You could also just ignore the whole issue. Formally, the family-wise error rate is higher but with only two tests it's still not so bad. You could also start with a test on the whole data set, treated as the main outcome, followed by sub-tests for different groups, uncorrected because they are understood as secondary outcomes or ancillary hypotheses.

If you consider many demographic variables in that way (as opposed to just planning to test for gender differences from the get go or perhaps a more systematic modeling approach), the problem becomes more serious with a significant risk of “data dredging” (one difference comes out significant by chance allowing you to rescue an inconclusive experiment with some nice story about the demographic variable to boot whereas in fact nothing really happened) and you should definitely consider some form of adjustment for multiple testing. The logic remains the same with X different hypotheses (testing X hypotheses twice – one on each half of the data set – entails a higher family-wise error rate than testing X hypotheses only once and you should probably adjust for that).

  • 1
    Note that for discrete variables there are less conservative methods than Holm's (e.g. min-P). – user83346 Sep 10 '15 at 4:36

I was looking at the same issue and found a text in the book:

A copy of the relevant chapter is freely available here:

http://www.utdallas.edu/~herve/Abdi-Bonferroni2007-pretty.pdf

it discusses how the Bonferonni correction can be applied in different circumstances (i.e. independent and non-independent tests) and briefly mentions some alternatives. It also mentions that, when the number of comparisons you test becomes large, the test may become too conservative and no longer allows you to find anything significant (if you were to do 10 comparisons you'd have to to $α[PT]= 1-(1-0.05)^(1/10) = 0.0051$, for 20 tests that's 0.002, etc.)

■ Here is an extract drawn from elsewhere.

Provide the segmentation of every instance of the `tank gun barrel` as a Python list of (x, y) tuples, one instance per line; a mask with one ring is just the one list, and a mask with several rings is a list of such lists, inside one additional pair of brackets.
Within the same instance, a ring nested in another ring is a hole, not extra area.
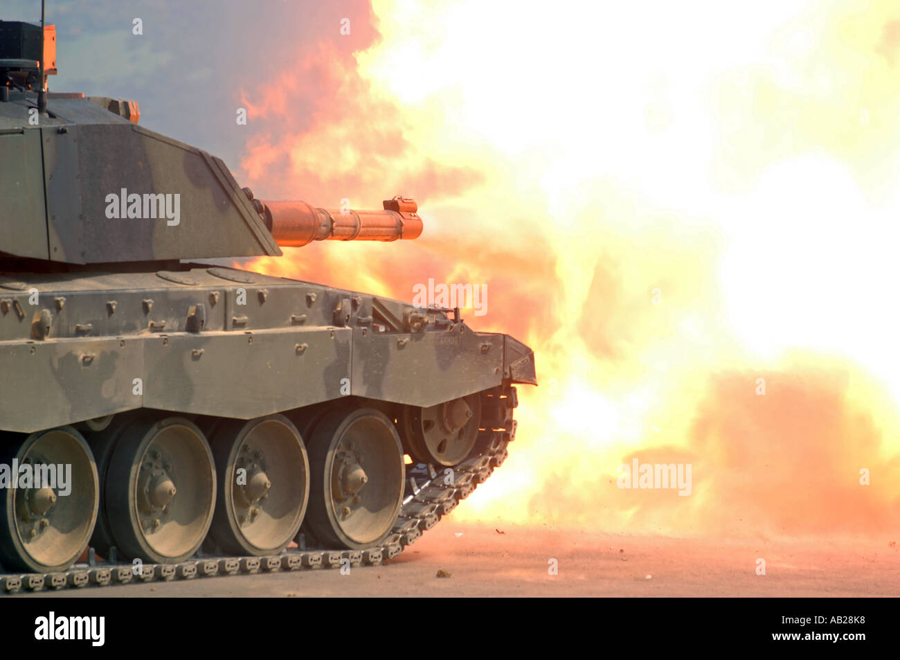
[(262, 202), (266, 225), (278, 245), (299, 248), (313, 240), (397, 240), (422, 233), (411, 199), (385, 200), (382, 211), (337, 211), (306, 202)]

To be fair, I have looked at many different economic/ econometric articles for my current research project and in that limited experience I haven't come across many articles applying such corrections when comparing 2-5 tests.

  • Can you provide a summary of the information in the link here to help future readers decide if they want to pursue it & in case the link goes dead? – gung Sep 10 '15 at 5:01

You must remember that medical data and scientific data are irreconcilably different in that heteroscedastic medical data is never experimental unlike homoscedastic biological data. Recall also that many discussions on role of power testing and Bonferroni type corrections involve only speculations on the nature of unknowable alternate distribtions. Setting beta in a power calculation is an arbitrary procedure. None of the medical statisticians advertise this. Second, if there is autocorrelation of (within) data samples the Central Limit Theorem has been violated and Normal based Gaussian testing is not valid. Third, recall that the Normal Distribution is becoming outmoded in the sense that many medical phenomena are fractal based distributions that possess neither finite means and/or finite variances (Cauchy-type distributions) and require fractal resistant statistical analyses. Carrying out any post-hoc anslysis drpending on what you find during early analysis is improper. Finally, between-subject bijectivity is not necessarily valid and the conditions for Bonferroni corrections are important elements to be uniquely teased out during a priori Experimental Design only. Nigel T. James. MB BChir, (UK medical degrees), MSc (in Applied Statistics).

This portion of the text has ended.